Balanced data assimilation for highly-oscillatory mechanical systems

TL;DR

This paper addresses the limitations of the ensemble Kalman filter in highly oscillatory Hamiltonian systems by proposing modifications to improve the preservation of balance relations and prevent divergence.

Contribution

It introduces blended time-stepping schemes and ensemble-based penalty methods to enhance the ensemble Kalman filter for oscillatory systems with balance constraints.

Findings

Modified schemes improve filter stability in oscillatory systems

Proposed methods better preserve physical balance relations

Numerical tests demonstrate effectiveness in meteorology and molecular dynamics

Abstract

Data assimilation algorithms are used to estimate the states of a dynamical system using partial and noisy observations. The ensemble Kalman filter has become a popular data assimilation scheme due to its simplicity and robustness for a wide range of application areas. Nevertheless, the ensemble Kalman filter also has limitations due to its inherent Gaussian and linearity assumptions. These limitations can manifest themselves in dynamically inconsistent state estimates. We investigate this issue in this paper for highly oscillatory Hamiltonian systems with a dynamical behavior which satisfies certain balance relations. We first demonstrate that the standard ensemble Kalman filter can lead to estimates which do not satisfy those balance relations, ultimately leading to filter divergence. We also propose two remedies for this phenomenon in terms of blended time-stepping schemes and ensemble-based penalty methods.

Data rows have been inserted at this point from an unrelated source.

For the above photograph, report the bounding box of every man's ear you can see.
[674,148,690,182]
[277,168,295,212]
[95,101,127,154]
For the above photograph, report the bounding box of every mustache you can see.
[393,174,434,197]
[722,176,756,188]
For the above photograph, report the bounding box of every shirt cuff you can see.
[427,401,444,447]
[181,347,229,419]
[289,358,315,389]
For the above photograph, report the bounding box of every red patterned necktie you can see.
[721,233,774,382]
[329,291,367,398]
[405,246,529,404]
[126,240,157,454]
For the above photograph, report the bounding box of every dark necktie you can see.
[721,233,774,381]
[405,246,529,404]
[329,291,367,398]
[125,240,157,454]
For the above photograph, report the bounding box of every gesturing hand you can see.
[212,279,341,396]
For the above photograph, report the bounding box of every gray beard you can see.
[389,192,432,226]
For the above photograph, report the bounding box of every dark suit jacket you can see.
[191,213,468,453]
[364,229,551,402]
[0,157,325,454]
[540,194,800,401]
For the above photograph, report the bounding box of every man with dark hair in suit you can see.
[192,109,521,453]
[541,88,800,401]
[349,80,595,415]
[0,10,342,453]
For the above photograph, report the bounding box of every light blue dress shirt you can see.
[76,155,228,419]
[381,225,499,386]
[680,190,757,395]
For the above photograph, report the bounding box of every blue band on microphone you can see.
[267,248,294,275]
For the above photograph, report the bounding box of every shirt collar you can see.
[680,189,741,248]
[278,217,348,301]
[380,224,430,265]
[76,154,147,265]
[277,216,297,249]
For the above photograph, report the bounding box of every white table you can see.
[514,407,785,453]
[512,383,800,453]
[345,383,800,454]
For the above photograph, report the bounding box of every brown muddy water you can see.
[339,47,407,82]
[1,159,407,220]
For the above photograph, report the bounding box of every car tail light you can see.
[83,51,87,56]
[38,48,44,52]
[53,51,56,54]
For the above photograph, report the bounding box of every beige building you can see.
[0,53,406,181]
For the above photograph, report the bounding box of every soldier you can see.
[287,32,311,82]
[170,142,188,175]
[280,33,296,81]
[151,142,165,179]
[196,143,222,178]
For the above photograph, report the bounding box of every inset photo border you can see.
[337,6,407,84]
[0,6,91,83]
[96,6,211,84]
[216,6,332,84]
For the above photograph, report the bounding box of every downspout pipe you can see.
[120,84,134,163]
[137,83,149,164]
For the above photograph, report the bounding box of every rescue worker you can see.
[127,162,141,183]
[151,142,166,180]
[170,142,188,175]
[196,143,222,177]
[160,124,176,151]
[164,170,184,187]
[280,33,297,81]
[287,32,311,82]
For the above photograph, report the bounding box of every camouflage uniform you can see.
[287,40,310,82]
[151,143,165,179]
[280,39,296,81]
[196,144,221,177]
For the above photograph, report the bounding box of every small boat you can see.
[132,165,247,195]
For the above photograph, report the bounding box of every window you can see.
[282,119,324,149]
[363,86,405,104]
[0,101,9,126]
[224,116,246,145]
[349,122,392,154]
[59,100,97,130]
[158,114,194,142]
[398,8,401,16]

The effect of these modifications to the standard ensemble Kalman filter are discussed and demonstrated numerically for two model scenarios. First, we consider balanced motion for highly oscillatory Hamiltonian systems and, second, we investigate thermally embedded highly oscillatory Hamiltonian systems. The first scenario is relevant for applications from meteorology while the second scenario is relevant for applications of data assimilation to molecular dynamics.